Anatomical factors, central tonic activity control of dilator muscles in the pharynx, arousal threshold gain play a key role in OSA.[18],[21],[22] Genioglossus plays an important role in preventing collapse caused by the negative pressure of the diaphragm and extraluminal pressure around the pharynx.[18] Genioglossal muscle shows denervation, reinnervation injury on? Electromyography (EMG) findings,[23] and delayed latency/low amplitude in hypoglossal nerve conduction in a few studies.[24] Many methods for stimulating genioglossus using submental, intraoral, or intramuscular electrodes showed improvement in obstruction and oxygen saturation but the major drawback was it induced arousal.[25],[26]
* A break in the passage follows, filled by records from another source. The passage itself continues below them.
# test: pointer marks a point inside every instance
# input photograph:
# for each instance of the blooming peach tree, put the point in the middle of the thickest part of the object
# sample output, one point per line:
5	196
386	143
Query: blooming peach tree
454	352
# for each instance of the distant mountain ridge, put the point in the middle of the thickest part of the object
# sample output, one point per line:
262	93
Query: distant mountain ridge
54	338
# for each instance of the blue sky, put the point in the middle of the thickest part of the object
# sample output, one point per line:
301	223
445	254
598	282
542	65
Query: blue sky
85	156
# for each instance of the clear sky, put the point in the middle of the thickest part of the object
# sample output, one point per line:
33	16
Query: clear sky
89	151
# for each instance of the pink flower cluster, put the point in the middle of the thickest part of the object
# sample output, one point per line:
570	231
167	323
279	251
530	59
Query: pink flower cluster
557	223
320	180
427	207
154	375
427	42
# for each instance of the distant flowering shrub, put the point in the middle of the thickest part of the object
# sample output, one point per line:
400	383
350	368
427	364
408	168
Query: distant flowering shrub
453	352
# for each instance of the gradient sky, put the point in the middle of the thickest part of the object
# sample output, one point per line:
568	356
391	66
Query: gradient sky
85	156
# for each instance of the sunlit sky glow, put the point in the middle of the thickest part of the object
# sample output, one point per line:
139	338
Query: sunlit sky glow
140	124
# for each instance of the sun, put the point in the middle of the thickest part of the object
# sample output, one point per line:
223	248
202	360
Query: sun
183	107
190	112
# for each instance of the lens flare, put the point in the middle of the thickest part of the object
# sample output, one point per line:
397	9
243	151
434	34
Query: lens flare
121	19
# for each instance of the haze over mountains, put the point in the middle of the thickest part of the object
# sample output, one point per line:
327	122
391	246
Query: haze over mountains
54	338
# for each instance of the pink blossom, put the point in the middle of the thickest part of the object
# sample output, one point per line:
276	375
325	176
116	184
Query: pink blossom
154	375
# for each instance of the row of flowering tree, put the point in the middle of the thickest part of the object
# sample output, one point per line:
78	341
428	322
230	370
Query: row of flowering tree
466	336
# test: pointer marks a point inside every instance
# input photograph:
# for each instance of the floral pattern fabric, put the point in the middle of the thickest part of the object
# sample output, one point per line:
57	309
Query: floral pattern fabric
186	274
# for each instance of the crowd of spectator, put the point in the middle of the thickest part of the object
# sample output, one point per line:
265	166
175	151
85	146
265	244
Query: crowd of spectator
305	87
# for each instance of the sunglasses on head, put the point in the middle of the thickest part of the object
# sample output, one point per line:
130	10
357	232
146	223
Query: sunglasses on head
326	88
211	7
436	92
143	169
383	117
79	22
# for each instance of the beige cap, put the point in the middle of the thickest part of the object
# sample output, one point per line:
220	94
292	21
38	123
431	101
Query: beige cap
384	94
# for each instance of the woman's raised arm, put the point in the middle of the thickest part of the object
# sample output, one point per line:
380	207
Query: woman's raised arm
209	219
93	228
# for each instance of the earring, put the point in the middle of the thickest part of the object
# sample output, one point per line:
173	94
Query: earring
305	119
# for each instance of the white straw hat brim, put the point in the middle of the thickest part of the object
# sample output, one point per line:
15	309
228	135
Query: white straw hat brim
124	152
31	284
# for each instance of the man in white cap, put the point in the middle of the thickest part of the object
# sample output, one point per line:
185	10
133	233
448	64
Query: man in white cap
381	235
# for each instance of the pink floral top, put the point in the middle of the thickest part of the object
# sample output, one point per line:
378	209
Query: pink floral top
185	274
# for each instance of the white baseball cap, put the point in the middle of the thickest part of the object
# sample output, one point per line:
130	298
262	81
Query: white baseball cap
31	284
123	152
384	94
 » Hypoglossal Nerve Stimulation Top


Hypoglossal nerve stimulation (HNS) addresses both the anatomic and physiological factors involved in OSA.[18] In 2001, a pilot study of HNS for OSA was done (Inspire I, Inspire Medical system, Maple Grove, MN).[27] Upper neck incision for unilateral hypoglossal nerve stimulator placement, infraclavicular incision for implantation of battery and midline lower neck incision, drilling of superior part of manubrium to place bilateral subpleural respiratory censors. AHI reduced significantly but device malfunction and surgery were challenging.[18],[27] A decade later problems were overcome in 2011 HNS (Apnex Medical Inc., St Paul MN USA) where surgery was similar to the previous one but pressure sensors were subcutaneously tunneled to costal margin bilaterally.[25] Leads were verified fluoroscopy. In 2012, Inspire II UAS (upper airway stimulation), Inspire Medical system was similar to HNS (Apnex) but used a single respirator sensor tunneled to the ipsilateral coastal margin.[28] Tongue protrusion was demonstrated on stimulation. Imthera aura 600 uses continuous but different neuromuscular fibers stimulation at a given point of time to prevent fatigue without respiratory censor.[29] Stimulation therapy for apnea reduction (STAR) was a multicenter trial. Strollo et al. used an upper airway stimulation system (Inspire Medical Systems), which showed a reduction in the severity of obstruction and improvement in the quality of life after a follow-up of 1 year with median AHI falling 68% from 29.3 to 9 events per hour and oxygen desaturation index (ODI) decreased 70% from 25.4 to 7.4 events per hour.[30]

Another study by Strollo et al. using the same STAR trial cohort showed significant improvement in the severity of OSA after 18 months of follow-up. The primary outcomes of AHI and 4% oxygen desaturation index (ODI) improved from baseline at 18 months with an excellent safety profile along with an improvement in the secondary outcomes i.e., the functional outcome of sleepiness questionnaire (FOSQ) and Epworth sleepiness scale.[31]

The prospective study by Kezirian et al.[32] used the HNS Apnex device and showed an improvement of 45.4 to 25.3 events per hour in the AHI and FOSQ score from 14.2 to 17 after 12 months. The only hypoglossal nerve stimulation device approved by the US Food and Drugs Administration (FDA) is made by Inspire Medical Systems.[31],[33] It is used in patients 22 years and above with moderate to severe OSA, who have failed positive airway pressure and do not have concentric collapse on sleep endoscopy.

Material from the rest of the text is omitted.